Unusually, Les Brigittines in Brussels holds an annual international festival when most theatres are still closed for summer. The programme captures new talents such as Mei Chen and Yannis Brissot, ballet dancers based in Germany. At the start of their performance, we sit in darkness longer than usual, an array of tiny baseboard LEDs illuminating the empty floor from the right. Then I hear some noise of movement: where are the bodies? Chen and Brissot, crawl towards the lights from the dark left corner, Brissot in full black, Chen in a black dress polka-dotted with white.
Their journey seems arduous but they move as an inseparable creature: one crawls bringing forward the other, and vice versa. As in silent film, their movements are amusingly faster than usual. When they place their hands on the floor with bent elbows, their forearms recall molluscs; when Chen moves on Brissot’s body, they are totally arthropod. The background music sounds even wittier, like a deformed, indecipherable human voice. We aren’t supposed to understand a hybrid of mollusc and arthropod, are we?

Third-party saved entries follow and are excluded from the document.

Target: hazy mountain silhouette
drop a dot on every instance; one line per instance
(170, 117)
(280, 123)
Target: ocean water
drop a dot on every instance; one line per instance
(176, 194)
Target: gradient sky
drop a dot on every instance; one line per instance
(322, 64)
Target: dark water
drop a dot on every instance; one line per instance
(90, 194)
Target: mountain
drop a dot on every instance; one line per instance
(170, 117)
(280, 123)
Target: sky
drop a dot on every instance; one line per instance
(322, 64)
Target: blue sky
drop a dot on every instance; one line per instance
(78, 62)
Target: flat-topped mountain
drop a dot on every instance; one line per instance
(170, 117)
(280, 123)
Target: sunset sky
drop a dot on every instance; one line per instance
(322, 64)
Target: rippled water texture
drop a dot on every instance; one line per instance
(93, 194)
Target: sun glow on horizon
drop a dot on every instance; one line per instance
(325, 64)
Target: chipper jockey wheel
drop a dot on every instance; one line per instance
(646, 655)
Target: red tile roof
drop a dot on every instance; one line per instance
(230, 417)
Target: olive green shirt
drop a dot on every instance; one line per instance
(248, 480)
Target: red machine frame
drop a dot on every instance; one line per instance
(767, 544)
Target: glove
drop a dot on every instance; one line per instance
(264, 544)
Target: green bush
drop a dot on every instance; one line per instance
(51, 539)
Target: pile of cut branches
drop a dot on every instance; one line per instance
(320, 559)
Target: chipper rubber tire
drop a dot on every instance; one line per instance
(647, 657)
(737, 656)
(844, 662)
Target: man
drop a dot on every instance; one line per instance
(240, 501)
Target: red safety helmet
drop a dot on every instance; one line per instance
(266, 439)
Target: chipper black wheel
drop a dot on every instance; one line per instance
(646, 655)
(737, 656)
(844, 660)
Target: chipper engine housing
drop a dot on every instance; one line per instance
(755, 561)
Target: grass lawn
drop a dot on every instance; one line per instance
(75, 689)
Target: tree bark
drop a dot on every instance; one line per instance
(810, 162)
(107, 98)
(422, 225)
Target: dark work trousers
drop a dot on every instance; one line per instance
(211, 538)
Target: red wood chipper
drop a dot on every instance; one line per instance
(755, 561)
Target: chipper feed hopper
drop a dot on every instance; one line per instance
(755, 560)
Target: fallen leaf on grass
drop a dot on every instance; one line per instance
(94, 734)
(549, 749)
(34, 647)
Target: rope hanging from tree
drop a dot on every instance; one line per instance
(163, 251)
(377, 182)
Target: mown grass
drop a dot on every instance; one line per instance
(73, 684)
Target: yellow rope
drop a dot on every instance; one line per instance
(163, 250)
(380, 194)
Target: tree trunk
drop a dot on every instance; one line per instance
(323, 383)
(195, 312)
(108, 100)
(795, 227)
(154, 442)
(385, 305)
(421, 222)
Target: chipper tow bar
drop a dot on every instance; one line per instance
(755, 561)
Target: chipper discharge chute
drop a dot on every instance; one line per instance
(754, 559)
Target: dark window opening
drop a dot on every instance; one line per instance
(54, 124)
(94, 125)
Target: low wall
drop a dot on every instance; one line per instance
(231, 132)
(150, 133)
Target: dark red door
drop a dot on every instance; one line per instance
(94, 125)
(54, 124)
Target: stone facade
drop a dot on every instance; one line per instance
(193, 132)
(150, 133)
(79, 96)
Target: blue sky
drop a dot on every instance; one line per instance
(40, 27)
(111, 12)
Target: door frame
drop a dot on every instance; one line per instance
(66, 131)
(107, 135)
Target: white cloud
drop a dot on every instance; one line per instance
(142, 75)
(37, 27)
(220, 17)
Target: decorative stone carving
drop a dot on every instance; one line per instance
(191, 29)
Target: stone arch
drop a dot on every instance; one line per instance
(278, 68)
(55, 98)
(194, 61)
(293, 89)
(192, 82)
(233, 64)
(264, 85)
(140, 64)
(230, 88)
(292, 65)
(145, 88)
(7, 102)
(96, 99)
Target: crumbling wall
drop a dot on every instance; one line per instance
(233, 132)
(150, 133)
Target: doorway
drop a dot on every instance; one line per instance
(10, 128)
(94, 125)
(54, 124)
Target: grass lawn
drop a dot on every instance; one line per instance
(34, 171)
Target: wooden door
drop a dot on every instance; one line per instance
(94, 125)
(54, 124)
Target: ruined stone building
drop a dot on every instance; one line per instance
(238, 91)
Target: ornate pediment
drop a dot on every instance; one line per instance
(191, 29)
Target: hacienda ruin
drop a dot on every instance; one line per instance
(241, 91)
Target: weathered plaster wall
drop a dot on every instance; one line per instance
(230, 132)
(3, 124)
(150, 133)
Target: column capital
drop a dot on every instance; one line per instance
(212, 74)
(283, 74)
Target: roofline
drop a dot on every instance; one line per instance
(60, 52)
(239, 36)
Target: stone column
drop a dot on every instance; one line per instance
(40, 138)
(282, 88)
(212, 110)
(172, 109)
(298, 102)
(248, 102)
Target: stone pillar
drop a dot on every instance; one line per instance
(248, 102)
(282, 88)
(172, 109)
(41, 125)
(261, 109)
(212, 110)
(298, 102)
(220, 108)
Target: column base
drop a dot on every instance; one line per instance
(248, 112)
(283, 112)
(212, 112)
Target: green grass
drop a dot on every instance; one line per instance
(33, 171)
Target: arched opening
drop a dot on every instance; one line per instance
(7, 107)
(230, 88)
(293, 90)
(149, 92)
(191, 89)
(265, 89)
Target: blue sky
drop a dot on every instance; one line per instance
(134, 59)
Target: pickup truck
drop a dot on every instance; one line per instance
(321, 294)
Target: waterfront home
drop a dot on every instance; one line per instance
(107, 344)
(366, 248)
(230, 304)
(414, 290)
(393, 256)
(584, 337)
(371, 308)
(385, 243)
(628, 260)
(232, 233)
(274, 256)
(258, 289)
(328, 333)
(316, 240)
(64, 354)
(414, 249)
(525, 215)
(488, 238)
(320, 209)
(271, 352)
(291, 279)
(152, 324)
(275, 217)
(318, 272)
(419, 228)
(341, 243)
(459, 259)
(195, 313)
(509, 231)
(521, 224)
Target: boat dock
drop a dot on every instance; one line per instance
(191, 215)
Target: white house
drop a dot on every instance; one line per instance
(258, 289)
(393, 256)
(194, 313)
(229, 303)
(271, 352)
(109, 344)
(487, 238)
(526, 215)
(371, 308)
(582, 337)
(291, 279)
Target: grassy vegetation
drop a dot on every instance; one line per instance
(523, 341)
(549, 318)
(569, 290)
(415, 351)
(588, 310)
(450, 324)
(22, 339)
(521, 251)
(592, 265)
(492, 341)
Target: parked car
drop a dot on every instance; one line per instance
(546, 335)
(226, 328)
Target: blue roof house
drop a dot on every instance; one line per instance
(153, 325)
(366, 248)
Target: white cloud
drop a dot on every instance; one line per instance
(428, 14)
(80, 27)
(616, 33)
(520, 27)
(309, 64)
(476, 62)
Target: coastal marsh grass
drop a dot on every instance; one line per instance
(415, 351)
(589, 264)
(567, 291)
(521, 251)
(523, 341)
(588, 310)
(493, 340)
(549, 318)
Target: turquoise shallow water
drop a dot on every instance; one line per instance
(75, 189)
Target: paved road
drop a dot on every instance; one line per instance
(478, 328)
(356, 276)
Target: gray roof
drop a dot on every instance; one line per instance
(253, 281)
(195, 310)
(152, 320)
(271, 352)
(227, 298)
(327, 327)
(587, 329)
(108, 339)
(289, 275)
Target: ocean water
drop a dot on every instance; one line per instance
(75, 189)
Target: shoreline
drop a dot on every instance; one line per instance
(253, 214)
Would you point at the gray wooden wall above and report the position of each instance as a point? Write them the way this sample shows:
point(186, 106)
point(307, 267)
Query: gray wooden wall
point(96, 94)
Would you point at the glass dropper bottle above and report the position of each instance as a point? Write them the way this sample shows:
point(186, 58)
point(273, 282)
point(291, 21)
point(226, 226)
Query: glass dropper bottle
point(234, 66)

When the stage becomes brighter, the hybrid evolves into two stand-alone beings. Sometimes they dance alike, jumping like frogs for example; sometimes they compose a sign, like a sleeping ‘L’, Chen sitting on the chest of flat-out Brissot. The choreography becomes erratic but the continual emotional connection between the dancers keeps it engaging. Suddenly, a familiar melody starts fusing with the background music: a song by Edith Piaf. It’s not a necessary reference, but since I have it I cannot stop thinking of Piaf in the dancers’ quick short steps. Her thrilling voice emphasises the dramatic effect, making me believe that the deformed human voice has now been decrypted. Here comes an end, brief and crisp: two bodies lying under a spotlight, motionless. The sentiment behind this on-stage death could be universal, as Piaf sings: no, I regret nothing.